Synopsis: The Room: Old Sins is the latest installment in the series. In Old Sins, we are tasked with puzzling through and exploring a mysterious old dollhouse.
Who Should Play: The Room games (and this one in particular) are perfect for beginners. The puzzle box mysterious take full use of mobile devices controls, and the player is able to turn, flip, toggle, and maneuver their way through a variety of entertaining puzzles. The game feels like the natural progression from old school Hidden Object games: light on narrative and heavy on puzzle, but lacking some of the more frustrating aspects of the older genre. The tutorials lead the player along nicely, making sure that you never truly get stuck.

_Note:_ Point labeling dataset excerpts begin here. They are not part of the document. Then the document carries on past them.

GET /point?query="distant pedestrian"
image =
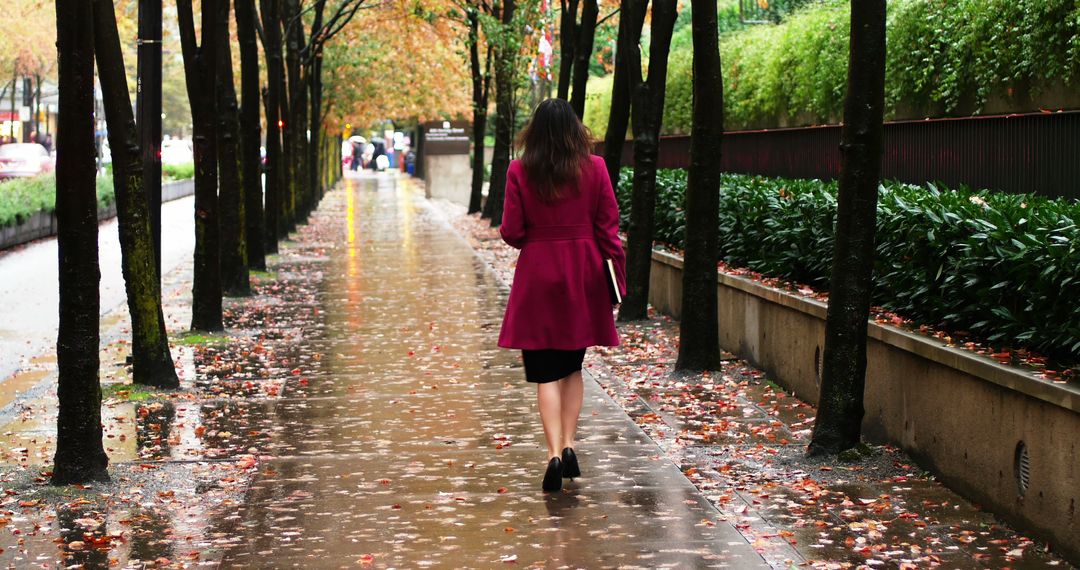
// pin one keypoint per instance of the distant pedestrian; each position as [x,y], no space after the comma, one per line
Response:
[561,212]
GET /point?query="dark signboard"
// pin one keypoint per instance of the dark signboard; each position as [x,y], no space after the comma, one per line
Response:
[446,137]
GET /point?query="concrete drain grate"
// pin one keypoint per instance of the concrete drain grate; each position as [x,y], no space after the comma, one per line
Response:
[1023,467]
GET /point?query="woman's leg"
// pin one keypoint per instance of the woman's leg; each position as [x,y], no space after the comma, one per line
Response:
[549,397]
[572,393]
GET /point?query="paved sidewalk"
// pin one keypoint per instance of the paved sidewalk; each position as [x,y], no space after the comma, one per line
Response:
[418,445]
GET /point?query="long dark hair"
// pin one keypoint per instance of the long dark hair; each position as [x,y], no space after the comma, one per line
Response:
[556,148]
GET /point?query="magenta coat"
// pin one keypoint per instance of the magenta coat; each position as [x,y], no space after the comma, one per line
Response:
[559,298]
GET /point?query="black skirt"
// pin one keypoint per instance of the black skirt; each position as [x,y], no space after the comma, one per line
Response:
[549,365]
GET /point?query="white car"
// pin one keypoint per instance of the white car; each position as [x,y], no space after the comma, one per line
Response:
[22,160]
[177,151]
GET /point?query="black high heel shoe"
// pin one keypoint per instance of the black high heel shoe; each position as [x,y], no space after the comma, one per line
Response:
[570,463]
[553,478]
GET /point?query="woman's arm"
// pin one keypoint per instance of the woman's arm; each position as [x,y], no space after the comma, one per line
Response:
[606,228]
[512,228]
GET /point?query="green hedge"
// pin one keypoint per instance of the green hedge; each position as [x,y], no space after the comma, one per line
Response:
[22,198]
[178,172]
[1004,268]
[944,58]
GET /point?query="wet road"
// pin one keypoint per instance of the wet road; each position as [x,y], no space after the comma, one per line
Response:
[29,294]
[416,442]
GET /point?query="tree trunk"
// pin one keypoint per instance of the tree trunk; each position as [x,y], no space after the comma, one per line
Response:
[275,77]
[314,147]
[699,335]
[251,134]
[482,86]
[583,54]
[200,66]
[505,54]
[152,363]
[234,276]
[295,124]
[648,102]
[314,120]
[80,457]
[631,21]
[567,40]
[840,410]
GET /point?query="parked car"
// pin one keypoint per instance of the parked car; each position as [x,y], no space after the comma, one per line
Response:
[19,160]
[177,151]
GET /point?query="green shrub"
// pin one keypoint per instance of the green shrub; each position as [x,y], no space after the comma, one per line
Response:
[178,172]
[597,105]
[944,58]
[22,198]
[1004,268]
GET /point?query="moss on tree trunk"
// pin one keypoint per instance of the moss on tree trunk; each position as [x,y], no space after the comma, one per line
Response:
[200,66]
[838,425]
[270,12]
[631,21]
[505,54]
[647,97]
[80,457]
[152,363]
[699,337]
[251,134]
[583,55]
[234,277]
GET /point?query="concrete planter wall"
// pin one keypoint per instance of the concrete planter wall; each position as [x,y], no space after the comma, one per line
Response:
[966,418]
[43,225]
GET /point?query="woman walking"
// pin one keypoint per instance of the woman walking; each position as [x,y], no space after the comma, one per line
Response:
[561,212]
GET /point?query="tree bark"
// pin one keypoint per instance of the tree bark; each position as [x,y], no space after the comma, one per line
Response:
[699,335]
[200,66]
[582,55]
[838,425]
[270,10]
[314,76]
[314,146]
[631,21]
[234,275]
[648,102]
[505,53]
[482,87]
[152,363]
[295,113]
[251,134]
[567,41]
[80,457]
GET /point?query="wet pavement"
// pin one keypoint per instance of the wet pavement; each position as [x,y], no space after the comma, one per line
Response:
[417,443]
[356,412]
[741,439]
[29,294]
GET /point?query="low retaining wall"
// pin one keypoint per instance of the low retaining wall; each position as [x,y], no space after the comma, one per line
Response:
[997,434]
[43,225]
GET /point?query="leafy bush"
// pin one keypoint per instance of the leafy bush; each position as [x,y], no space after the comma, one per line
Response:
[1002,267]
[944,58]
[22,198]
[178,172]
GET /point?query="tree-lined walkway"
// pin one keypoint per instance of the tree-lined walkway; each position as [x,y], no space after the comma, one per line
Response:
[416,443]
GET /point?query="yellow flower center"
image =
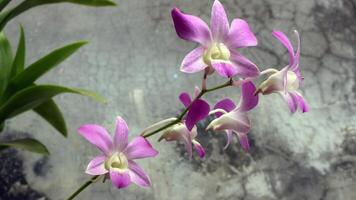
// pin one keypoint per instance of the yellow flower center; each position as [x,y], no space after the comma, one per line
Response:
[217,51]
[117,161]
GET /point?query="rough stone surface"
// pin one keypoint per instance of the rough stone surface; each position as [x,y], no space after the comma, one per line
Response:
[133,60]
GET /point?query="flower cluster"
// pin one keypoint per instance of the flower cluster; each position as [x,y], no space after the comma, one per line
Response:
[217,52]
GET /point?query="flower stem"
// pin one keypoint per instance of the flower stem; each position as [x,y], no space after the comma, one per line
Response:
[85,185]
[180,117]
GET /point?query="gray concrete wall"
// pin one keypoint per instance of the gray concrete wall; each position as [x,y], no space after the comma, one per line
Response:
[133,60]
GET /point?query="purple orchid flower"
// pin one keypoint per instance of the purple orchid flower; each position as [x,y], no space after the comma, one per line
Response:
[117,158]
[198,109]
[218,44]
[232,118]
[180,132]
[286,81]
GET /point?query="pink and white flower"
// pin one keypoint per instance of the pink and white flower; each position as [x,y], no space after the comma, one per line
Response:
[180,132]
[117,155]
[218,44]
[234,119]
[286,82]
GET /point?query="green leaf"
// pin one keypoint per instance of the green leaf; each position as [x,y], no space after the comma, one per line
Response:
[28,4]
[27,144]
[50,112]
[19,61]
[5,62]
[43,65]
[33,96]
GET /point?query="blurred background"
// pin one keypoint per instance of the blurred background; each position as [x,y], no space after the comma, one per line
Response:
[133,60]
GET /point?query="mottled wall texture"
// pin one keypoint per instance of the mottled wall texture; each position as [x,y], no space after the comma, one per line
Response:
[133,60]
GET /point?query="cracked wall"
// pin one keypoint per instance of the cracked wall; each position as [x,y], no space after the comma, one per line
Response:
[133,60]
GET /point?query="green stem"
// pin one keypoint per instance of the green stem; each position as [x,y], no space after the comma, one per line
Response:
[85,185]
[180,117]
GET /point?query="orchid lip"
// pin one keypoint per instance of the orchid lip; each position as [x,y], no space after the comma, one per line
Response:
[117,162]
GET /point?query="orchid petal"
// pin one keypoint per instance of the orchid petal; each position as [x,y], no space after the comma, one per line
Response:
[96,166]
[248,99]
[196,91]
[225,104]
[219,23]
[244,141]
[244,67]
[286,43]
[240,35]
[302,103]
[228,138]
[191,28]
[198,110]
[187,140]
[121,134]
[120,180]
[98,136]
[200,150]
[295,66]
[184,97]
[225,69]
[138,148]
[137,175]
[291,100]
[193,61]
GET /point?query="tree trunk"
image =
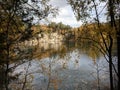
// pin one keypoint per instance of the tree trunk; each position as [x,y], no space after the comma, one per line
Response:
[118,54]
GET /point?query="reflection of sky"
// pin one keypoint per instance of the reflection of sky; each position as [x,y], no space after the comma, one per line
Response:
[72,74]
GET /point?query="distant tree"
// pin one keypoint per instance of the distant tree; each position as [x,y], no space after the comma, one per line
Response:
[16,19]
[82,9]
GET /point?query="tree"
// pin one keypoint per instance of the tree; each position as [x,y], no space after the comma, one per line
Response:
[16,19]
[82,11]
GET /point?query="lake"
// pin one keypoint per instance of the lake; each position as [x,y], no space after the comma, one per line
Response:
[62,66]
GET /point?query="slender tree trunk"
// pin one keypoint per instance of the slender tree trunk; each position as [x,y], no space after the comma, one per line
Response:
[118,54]
[110,62]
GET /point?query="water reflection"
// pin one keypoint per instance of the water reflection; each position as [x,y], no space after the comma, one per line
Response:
[61,66]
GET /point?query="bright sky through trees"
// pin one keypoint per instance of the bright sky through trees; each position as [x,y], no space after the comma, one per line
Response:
[66,15]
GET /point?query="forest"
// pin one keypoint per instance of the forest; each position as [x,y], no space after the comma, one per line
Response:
[57,56]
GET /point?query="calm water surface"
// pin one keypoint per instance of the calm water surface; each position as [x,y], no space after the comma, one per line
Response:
[64,67]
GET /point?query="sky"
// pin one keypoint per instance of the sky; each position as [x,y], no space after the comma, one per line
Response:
[67,17]
[65,14]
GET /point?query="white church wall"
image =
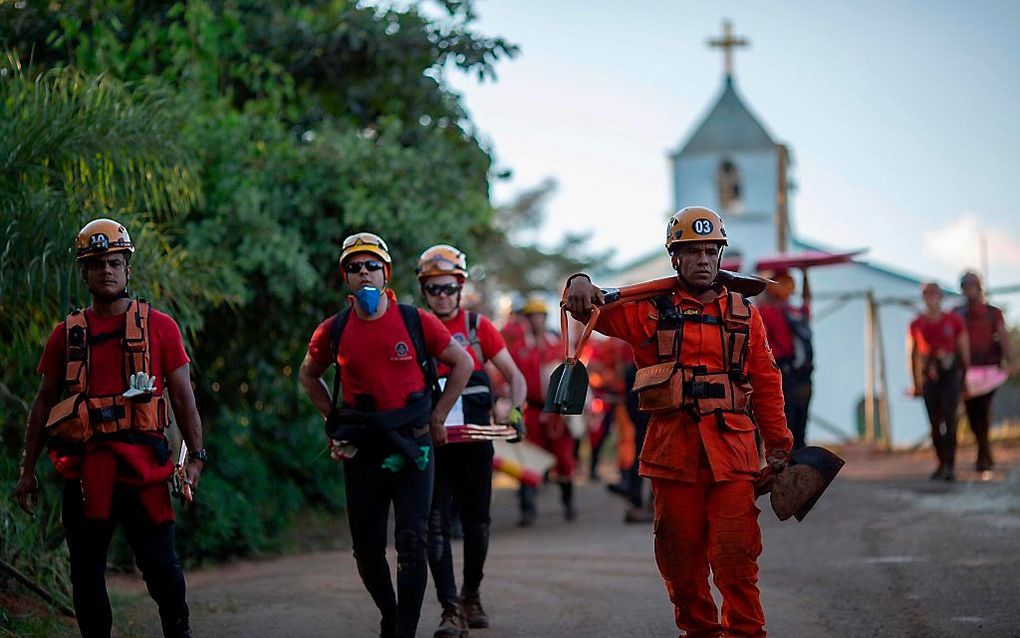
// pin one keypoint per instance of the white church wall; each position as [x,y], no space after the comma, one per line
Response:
[839,350]
[751,229]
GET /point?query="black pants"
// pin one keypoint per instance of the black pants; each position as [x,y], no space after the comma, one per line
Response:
[464,472]
[369,491]
[88,542]
[941,399]
[979,415]
[797,401]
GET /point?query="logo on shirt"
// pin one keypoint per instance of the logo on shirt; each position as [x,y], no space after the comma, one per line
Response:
[401,349]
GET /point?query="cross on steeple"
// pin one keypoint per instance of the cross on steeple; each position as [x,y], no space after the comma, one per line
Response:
[727,43]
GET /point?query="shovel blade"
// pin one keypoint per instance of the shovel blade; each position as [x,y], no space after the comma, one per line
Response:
[567,389]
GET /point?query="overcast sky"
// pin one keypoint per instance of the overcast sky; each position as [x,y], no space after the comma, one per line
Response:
[901,117]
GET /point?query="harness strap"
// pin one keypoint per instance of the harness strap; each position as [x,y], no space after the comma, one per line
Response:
[472,336]
[77,347]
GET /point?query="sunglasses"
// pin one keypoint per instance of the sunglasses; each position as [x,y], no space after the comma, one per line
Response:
[442,289]
[353,267]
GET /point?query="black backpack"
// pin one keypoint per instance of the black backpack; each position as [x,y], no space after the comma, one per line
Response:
[413,324]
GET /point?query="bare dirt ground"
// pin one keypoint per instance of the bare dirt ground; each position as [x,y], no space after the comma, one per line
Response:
[886,552]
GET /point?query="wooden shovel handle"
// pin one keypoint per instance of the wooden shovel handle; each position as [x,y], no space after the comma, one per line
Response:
[583,336]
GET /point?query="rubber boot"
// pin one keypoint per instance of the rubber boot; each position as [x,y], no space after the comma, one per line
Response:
[527,508]
[566,496]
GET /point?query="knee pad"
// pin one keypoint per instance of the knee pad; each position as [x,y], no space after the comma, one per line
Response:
[476,531]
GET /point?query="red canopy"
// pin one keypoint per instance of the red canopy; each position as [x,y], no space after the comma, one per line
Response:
[806,259]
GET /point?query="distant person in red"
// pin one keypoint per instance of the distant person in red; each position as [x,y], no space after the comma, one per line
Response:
[939,355]
[788,330]
[106,438]
[989,345]
[384,428]
[464,471]
[534,348]
[606,367]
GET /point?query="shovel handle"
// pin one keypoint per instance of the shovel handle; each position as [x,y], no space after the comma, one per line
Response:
[583,336]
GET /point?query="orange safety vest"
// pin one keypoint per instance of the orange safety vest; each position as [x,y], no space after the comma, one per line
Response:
[670,386]
[82,415]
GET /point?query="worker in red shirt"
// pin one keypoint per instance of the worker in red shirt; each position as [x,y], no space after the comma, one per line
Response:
[701,352]
[537,350]
[383,431]
[989,345]
[464,471]
[788,331]
[939,354]
[120,361]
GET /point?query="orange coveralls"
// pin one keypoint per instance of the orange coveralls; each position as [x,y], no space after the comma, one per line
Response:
[703,474]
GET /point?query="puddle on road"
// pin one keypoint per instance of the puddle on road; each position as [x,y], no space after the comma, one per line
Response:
[894,559]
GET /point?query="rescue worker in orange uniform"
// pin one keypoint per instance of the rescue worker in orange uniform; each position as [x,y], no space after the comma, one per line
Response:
[707,377]
[106,438]
[464,471]
[384,429]
[534,349]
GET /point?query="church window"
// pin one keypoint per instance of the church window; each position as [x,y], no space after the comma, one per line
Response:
[728,182]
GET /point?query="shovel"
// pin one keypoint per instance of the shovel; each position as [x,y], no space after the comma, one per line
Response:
[568,384]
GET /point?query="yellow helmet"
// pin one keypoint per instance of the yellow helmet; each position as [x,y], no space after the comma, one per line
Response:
[442,259]
[534,305]
[366,242]
[695,224]
[100,237]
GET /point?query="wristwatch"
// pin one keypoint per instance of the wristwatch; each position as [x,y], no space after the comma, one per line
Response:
[198,455]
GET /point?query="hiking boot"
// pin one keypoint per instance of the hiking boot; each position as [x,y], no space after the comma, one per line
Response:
[452,625]
[470,606]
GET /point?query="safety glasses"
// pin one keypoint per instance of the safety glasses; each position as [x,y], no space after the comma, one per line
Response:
[353,267]
[364,239]
[436,290]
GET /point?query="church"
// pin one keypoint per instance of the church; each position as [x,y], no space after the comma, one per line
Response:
[860,310]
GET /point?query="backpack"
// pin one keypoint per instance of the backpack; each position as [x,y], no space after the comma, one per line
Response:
[412,322]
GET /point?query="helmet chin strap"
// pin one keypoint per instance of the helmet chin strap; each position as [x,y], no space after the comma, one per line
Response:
[690,285]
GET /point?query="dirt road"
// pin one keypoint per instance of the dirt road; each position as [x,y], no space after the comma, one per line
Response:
[885,553]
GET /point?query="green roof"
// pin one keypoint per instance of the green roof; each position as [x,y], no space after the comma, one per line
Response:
[728,126]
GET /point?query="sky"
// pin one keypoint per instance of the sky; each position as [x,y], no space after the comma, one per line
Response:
[900,117]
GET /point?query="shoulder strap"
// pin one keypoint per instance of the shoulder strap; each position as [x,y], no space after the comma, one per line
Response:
[412,321]
[336,332]
[472,336]
[136,341]
[736,333]
[77,352]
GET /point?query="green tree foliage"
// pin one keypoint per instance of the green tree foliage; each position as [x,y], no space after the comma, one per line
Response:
[300,124]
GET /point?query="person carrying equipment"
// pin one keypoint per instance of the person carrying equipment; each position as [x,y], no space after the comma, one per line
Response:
[534,348]
[989,345]
[383,429]
[464,471]
[701,353]
[788,331]
[119,360]
[939,355]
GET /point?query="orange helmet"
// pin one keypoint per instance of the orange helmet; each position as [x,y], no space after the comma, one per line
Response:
[695,224]
[366,242]
[534,305]
[100,237]
[442,259]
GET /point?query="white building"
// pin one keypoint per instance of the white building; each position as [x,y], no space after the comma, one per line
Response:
[732,164]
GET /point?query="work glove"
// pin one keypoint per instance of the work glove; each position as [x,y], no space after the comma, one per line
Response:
[516,421]
[140,384]
[777,459]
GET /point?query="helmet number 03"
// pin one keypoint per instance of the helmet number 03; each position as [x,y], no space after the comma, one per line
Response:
[702,227]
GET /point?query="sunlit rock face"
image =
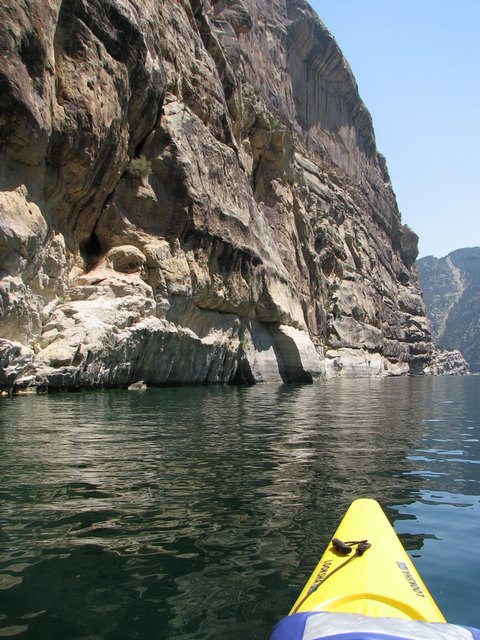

Made by: Fireproof Studios
Available on: Android, iOS
Play time: 3 hours
- One of the best parts of the Room games is the visceral use of movement: turning, toggling, and maneuvering feels satisfying in the game world. To what extent did this create a sense of immersion? Did you feel like your were in the room itself, getting to hold an jostle objects?
- Does the game necessitate more story backdrop, or do the puzzles stand enough on their own? Was the light levels of story distracting, or did it push you forward to make you want to solve the larger mystery?
- The player is in no way represented in the game – things just move like there are being held by ghosts. Do you prefer to see yourself represented in the game world, or does your invisibility make you not notice your presence? How do you prefer to be represented (as an avatar) in the game world (if at all).
- Old, often very Anglo-Saxon mysteries are often at the core of mystery games such as those in the Room series. Why do you think these games tend to be so culturally specific, and how might you reimagine expanding this style and genre?
- Consider the satisfaction of the process of “unlocking” – why is this a satisfying maneuver, and is uncovering the insides of what you unlock in the game as unsatisfying as the process?
- Have you ever played a Hidden Object Game? If so, how do you think the Room series built on this style and changed it? Beyond the obvious shift in mechanics, what new has come with this changing style? What are some other kinds of “mystery games?”
- How do mystery games (like The Room) compare to other kinds of mystery fiction (films, books, etc)? What is more and what is less satisfying in encountering it in game form?
General Gaming Circle Questions:
- What did and didn’t you like about the game?
- How much time did you spend playing? Did you play all at once or break up your time?
- Did you play during other activities, or dedicate time solely to playing?
- Did the game feel like a waste of time? A good use of time? Explain.